States are being added to the NLAD in groups. The first group of states now entering data includes Arkansas, Maryland, Louisiana, Oklahoma and Washington. Already some states have opted out of the NLAD database including Puerto Rico, Oregon, Texas, California and Vermont. Those states are going to have to come up with some version of this database of their own or else carriers in those states will lose Lifeline funding.

There is no fee to use the database, but use of it is mandatory if a carrier wants to collect from the Lifeline fund. The real cost is in the effort of each carrier to implement and keep this database current – another unfunded mandate.

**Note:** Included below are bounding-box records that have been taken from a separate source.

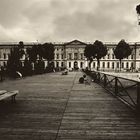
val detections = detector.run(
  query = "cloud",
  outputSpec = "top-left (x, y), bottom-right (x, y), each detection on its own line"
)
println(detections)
top-left (0, 0), bottom-right (139, 41)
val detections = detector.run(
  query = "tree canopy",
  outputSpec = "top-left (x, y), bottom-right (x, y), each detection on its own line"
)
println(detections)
top-left (93, 40), bottom-right (107, 70)
top-left (136, 4), bottom-right (140, 15)
top-left (94, 40), bottom-right (107, 60)
top-left (42, 43), bottom-right (55, 61)
top-left (114, 40), bottom-right (132, 60)
top-left (114, 39), bottom-right (132, 70)
top-left (84, 44), bottom-right (95, 61)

I suppose that this process will turn up some cheaters and they will be asked to pare back to just one Lifeline subsidy. But one has to wonder how many customers might have been given the discount by multiple carriers without even knowing that this is not allowed? And one might suspect that there are somewhat shady carriers who are collecting the payments from the Lifeline fund without giving the discount to a customer, or possibly even having a customer. I would not be surprised to find some carriers collecting Lifeline for customers who died years ago.

I hope the FCC publishes the result of what they find through this database. As much as I hate waste and fraud, one has to wonder of the cost of implementing this kind of red-tape process is worth it compared to any savings that will be achieved through eliminating duplicate payments. These kind of processes end up becoming permanent new requirements for carriers and make it just that much harder to do business.